Anatomy of the NHS reforms | Analysis
Andrew Lansley's market-inspired methods make Labour's reforms seem like tinkering
The NHS in England was changing even before Andrew Lansley caught everyone unawares last summer with the radicalism of his reform white paper. It was in mid-2009, under the Labour government, that NHS chief executive David Nicholson first told the service that rising costs, growing demand and the end of a series of huge year-on-year budget increases meant it would have to make 15bn-20bn of efficiency savings in the three years starting in April this year.
That is the main reason why so many hospitals are now shrinking their workforce, so far through natural wastage. It also explains why so many primary care trusts (PCTs) have started restricting, or planning to restrict, what they offer patients. Cuts to IVF and homeopathy make news. But the growing number of PCTs postponing or abandoning elective surgery on tonsils, varicose veins, hip and knee replacements will affect far more patients, and ram home the message that rationing is back.
Health professionals not renowned for their ability to work together will have to start doing exactly that, co-operating to do things differently, such as letting GPs offer services that are currently the preserve of hospitals.
Lansley's shakeup will involve a reorganisation of the NHS on a scale never seen before. No one really knows how that will play out, or even pretends to.

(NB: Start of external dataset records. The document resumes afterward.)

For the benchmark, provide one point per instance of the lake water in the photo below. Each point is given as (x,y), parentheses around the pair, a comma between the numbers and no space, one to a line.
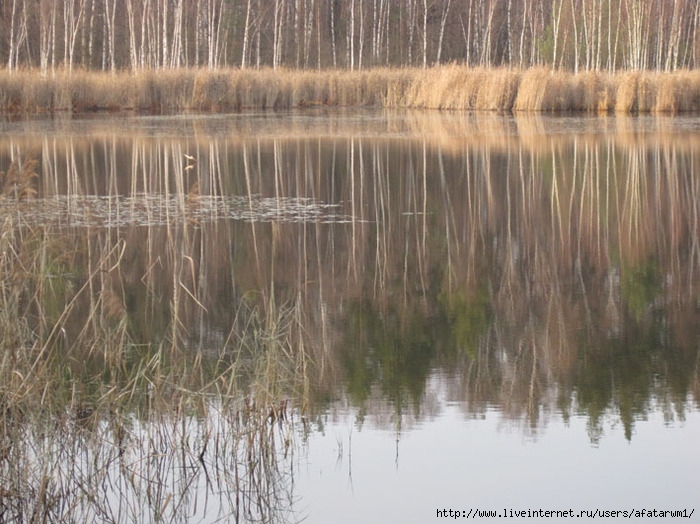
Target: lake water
(489,312)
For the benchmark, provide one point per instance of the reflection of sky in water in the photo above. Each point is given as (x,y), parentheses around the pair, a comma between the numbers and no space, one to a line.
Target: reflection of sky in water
(462,463)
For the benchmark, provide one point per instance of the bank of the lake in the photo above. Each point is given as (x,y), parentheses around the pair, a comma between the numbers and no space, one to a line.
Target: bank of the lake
(451,87)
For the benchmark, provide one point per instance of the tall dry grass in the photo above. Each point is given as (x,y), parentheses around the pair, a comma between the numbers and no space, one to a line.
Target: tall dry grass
(453,87)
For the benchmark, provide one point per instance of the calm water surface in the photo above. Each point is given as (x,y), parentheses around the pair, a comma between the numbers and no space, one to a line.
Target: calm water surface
(500,312)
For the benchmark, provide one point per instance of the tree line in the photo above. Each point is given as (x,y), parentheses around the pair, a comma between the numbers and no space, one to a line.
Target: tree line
(574,35)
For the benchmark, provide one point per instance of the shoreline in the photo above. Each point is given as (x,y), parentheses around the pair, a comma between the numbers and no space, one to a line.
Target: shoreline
(27,93)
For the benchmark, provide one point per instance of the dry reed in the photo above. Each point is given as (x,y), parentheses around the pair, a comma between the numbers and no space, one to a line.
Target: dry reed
(441,87)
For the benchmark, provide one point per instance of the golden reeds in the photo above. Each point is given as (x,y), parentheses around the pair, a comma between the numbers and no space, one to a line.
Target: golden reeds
(442,87)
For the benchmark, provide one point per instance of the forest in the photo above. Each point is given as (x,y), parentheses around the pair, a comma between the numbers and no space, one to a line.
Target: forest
(133,35)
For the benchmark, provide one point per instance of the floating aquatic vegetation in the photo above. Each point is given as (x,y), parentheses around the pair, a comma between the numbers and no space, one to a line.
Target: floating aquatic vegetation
(157,210)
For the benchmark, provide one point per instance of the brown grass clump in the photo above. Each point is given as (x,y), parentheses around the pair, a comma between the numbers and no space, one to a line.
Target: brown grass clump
(451,87)
(544,90)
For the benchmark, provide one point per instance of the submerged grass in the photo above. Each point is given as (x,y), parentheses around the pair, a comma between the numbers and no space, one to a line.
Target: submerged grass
(95,422)
(442,87)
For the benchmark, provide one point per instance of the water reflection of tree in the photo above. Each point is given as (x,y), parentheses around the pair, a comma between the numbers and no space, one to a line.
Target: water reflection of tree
(546,272)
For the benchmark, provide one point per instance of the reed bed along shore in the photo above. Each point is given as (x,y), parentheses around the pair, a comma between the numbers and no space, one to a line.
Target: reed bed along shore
(451,87)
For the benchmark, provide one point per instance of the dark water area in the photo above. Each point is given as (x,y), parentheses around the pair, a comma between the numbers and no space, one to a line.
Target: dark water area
(494,312)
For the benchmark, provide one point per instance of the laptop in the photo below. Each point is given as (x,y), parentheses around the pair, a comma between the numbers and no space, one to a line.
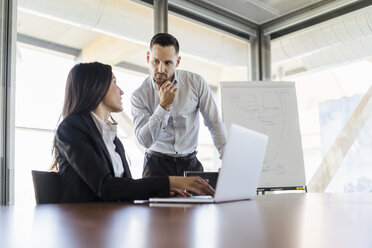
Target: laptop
(240,172)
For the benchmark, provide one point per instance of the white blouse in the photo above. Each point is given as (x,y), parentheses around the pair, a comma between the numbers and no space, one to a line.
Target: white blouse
(108,131)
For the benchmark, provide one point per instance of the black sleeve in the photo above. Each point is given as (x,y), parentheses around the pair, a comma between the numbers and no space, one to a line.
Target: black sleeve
(77,146)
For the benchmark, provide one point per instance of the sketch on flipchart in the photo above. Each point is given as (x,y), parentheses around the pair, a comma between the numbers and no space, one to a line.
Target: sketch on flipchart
(269,108)
(264,112)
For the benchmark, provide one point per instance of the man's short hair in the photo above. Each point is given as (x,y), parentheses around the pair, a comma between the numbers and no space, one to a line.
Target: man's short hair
(164,39)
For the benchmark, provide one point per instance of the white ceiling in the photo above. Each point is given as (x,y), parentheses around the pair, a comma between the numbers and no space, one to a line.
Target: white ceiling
(261,11)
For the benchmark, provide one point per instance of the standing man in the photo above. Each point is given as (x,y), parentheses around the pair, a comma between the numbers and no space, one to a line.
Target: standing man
(165,111)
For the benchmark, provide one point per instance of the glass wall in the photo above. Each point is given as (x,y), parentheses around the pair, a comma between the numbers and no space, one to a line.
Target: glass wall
(330,64)
(52,38)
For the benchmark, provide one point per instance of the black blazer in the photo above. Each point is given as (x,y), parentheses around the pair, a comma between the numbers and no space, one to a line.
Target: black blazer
(86,168)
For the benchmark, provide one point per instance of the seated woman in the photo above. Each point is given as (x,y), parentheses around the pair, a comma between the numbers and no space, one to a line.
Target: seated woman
(89,156)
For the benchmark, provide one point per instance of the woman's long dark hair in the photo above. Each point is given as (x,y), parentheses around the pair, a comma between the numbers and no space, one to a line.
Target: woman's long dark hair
(86,86)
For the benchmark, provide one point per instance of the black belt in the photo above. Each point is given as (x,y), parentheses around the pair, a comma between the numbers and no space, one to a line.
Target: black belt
(188,157)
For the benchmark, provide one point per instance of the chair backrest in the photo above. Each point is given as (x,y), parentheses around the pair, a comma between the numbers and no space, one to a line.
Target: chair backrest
(47,186)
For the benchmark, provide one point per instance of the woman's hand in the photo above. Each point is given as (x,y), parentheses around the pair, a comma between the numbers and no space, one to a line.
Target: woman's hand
(179,193)
(195,184)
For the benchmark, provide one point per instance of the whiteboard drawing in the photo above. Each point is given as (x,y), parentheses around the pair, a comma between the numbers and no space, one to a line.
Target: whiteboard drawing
(269,108)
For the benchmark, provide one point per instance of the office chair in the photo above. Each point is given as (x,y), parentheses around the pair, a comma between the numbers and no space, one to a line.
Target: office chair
(47,186)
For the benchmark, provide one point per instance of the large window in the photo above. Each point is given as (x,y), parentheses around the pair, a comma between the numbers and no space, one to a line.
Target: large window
(52,38)
(330,64)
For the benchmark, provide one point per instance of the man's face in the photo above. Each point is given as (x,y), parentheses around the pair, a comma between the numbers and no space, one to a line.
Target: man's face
(162,63)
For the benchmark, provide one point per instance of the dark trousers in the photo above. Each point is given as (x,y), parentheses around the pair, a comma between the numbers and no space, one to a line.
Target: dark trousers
(158,164)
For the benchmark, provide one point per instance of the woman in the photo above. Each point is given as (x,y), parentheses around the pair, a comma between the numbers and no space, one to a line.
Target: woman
(90,158)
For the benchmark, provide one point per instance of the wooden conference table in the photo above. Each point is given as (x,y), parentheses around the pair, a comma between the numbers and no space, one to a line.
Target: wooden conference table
(286,220)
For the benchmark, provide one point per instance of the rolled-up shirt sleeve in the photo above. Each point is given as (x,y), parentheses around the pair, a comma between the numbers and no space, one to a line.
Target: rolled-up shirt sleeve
(147,126)
(212,120)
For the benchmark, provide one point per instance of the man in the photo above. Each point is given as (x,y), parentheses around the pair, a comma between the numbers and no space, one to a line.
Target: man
(165,111)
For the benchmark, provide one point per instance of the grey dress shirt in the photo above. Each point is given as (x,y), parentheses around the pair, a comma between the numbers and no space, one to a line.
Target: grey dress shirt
(175,132)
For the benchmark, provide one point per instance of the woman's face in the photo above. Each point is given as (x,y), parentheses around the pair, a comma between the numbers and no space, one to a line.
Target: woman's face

To quote Nigel Edwards of the NHS Confederation: "This is a voyage into the unknown here."
But some outcomes seem inevitable. First, while many of the new GP consortiums will use private healthcare management firms to help with tasks such as IT and planning, others will employ familiar faces from their just-disbanded PCT. So why scrap PCTs at all?
Second, the amount of NHS funds going to private healthcare providers to treat NHS patients, currently estimated to be 400m a year, will surely increase: the "any willing provider" policy almost guarantees that. Only time! will te ll if that is the tip of the privatisation iceberg, or a modest extension of that sector's current share of the NHS's 100bn cake.
And third, hospital units A&E, dermatology, children's services, orthopaedics and some entire hospitals will not be able to withstand more patient choice and ultra-competition.
Tony Blair and Alan Milburn were criticised for using competition in the NHS. But that will seem like tinkering compared with the likely effects of Lansley's insistence on market-inspired methods: competition between hospitals on price, and all hospitals having to "liberate" themselves from what he sees as the dead hand of state control. As Milburn says in Polly Toynbee's column today: "'Any willing provider' means anyone can set up shop and steal easy patients: the result will be anarchy. What a naive assumption that you can leave everything to the market. Price competition changes everything."